If you live somewhere flat, look to something lighter and tighter, like the new Santa Cruz Blur TRc, instead. Otherwise you’ll become annoyed with it and it’ll become frustrated with you. Yes, you’ll roll along happily, but try to make the Tracer 2’s magic happen on smooth rolling terrain and it doesn’t, it’ll just sit there obediently sucking up the ripples using about 15 percent of its ability.
For all the hype about the Tracer 2’s descending ability and its strong downhill DNA, it isn’t a downhill bike. It’s a built-for-chaos trail bike that likes to go downhill in preference to climbing. But surely a ‘perfect’ trail bike should descend and climb with equal aplomb? True, to be the ultimate trail bike, or even get close to it, a trail bike has to do both.
As it climbs the Tracer 2 handles neutrally rocky ledges and loose sections, and super-slow uphill stall hairpins are dispatched without fuss or fanfare. There’s no need to start sawing the bar or use crazy body language only a contortionist could manage. For a relatively compact package, it feels like a lot of bike, even if the tape suggests fairly standard lengths in all departments.
However, try as we might, the Intense never quite felt at home climbing at more than a seated pace. When we stood and tried to light the afterburners, it failed to ignite. We dearly wanted the Tracer 2 to have a dash more climbing verve. Instead, it makes steady, assured progress. Instead of a true all-rounder, the Tracer 2 is a bike for amped-up trail riders who know the value of wide bars, ﬂat pedals and sticky rubber FiveTen shoes.
Frame & equipment: High-quality, travel-adjustable frame with ‘tempered luxury’ spec
The Tracer 2 is travel-adjustable between two settings – 145 and 160mm (5.75 and 6.25in) – giving the bike and rider options for both how deep and plush the ride can be for a given trail and also a chance to tweak the geometry to better suit the terrain. It’s as easy as wielding a single 5mm Allen key and takes about three minutes if you drop the bolt twice.
Standing back to admire the gunmetal grey beast (CanAm yellow and a fetching raw metal ‘works’ ﬁnish are also available) you can see the time and workmanship put in to make each handmade frame. Yards of perfect ‘ﬁsh scale’ welds are proof that a skilled man spent serious time making each one.

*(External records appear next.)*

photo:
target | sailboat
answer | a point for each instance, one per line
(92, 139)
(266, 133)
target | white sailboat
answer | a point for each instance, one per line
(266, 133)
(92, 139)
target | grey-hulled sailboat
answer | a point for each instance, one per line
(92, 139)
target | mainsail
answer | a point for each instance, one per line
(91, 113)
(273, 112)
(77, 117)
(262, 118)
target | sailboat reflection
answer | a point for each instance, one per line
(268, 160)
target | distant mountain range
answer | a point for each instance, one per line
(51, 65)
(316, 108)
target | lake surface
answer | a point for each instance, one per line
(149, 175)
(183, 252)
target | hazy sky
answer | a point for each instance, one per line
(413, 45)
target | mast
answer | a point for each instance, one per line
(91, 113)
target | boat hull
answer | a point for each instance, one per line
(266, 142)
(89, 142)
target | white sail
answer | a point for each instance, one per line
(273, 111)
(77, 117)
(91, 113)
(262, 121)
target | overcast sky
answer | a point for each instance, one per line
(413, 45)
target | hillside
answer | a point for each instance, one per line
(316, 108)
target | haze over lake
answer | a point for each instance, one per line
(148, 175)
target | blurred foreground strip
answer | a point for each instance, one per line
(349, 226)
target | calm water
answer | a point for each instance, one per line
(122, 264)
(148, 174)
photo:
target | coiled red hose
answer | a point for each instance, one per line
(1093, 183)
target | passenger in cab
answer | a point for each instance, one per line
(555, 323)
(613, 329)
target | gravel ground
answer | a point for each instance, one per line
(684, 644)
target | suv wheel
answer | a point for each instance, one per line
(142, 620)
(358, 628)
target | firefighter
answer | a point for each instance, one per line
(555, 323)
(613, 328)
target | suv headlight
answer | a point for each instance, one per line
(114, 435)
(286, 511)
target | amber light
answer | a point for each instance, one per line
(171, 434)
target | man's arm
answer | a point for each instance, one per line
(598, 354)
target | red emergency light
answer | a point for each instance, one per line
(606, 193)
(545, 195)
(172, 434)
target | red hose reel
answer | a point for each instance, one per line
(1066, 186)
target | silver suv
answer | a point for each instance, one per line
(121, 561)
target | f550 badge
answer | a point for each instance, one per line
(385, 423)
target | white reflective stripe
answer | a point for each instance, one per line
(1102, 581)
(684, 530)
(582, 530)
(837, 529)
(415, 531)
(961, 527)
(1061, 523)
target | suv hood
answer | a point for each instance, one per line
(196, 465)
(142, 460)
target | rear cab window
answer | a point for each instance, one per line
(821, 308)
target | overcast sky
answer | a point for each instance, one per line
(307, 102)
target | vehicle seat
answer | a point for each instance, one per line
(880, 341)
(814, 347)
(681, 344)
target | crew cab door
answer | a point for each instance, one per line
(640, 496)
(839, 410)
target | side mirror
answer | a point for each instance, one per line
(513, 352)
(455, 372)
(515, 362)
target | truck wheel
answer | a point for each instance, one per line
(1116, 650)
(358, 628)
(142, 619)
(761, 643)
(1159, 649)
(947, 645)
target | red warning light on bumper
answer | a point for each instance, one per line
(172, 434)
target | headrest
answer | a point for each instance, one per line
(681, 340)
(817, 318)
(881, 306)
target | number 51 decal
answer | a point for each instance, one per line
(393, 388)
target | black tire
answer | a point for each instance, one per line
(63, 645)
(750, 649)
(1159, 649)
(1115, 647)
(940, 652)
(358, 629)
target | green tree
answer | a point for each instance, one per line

It’s also the answer to why the Intense Tracer 2 isn’t the cheapest option when hunting for a bike with a similar spec sheet – US welders are expensive, especially in a world where time is money and most brands are looking at putting frames together by machines in minutes rather than the hours invested at Intense’s Lake Elsinore facility.
Intense use VPP (Virtual Pivot Point) suspension technology, which has evolved organically over the years with a minor tweak here and a small adjustment there to zero in on their idea of the perfect ride. We like VPP, but fall short of calling it perfection.
Our build, which was referred to as ‘tempered luxury’ by one tester, is dominated by Shimano’s uber slick XTR Trail transmission, topped off with solid Formula RX brakes. Fox 32/RP23 BV suspension, and Easton EA90 wheels and Haven carbon ﬁnishing kit. It tipped our scales at 27.2lb (with pedals). Not too shabby, but not in the Scott Genius ballpark either.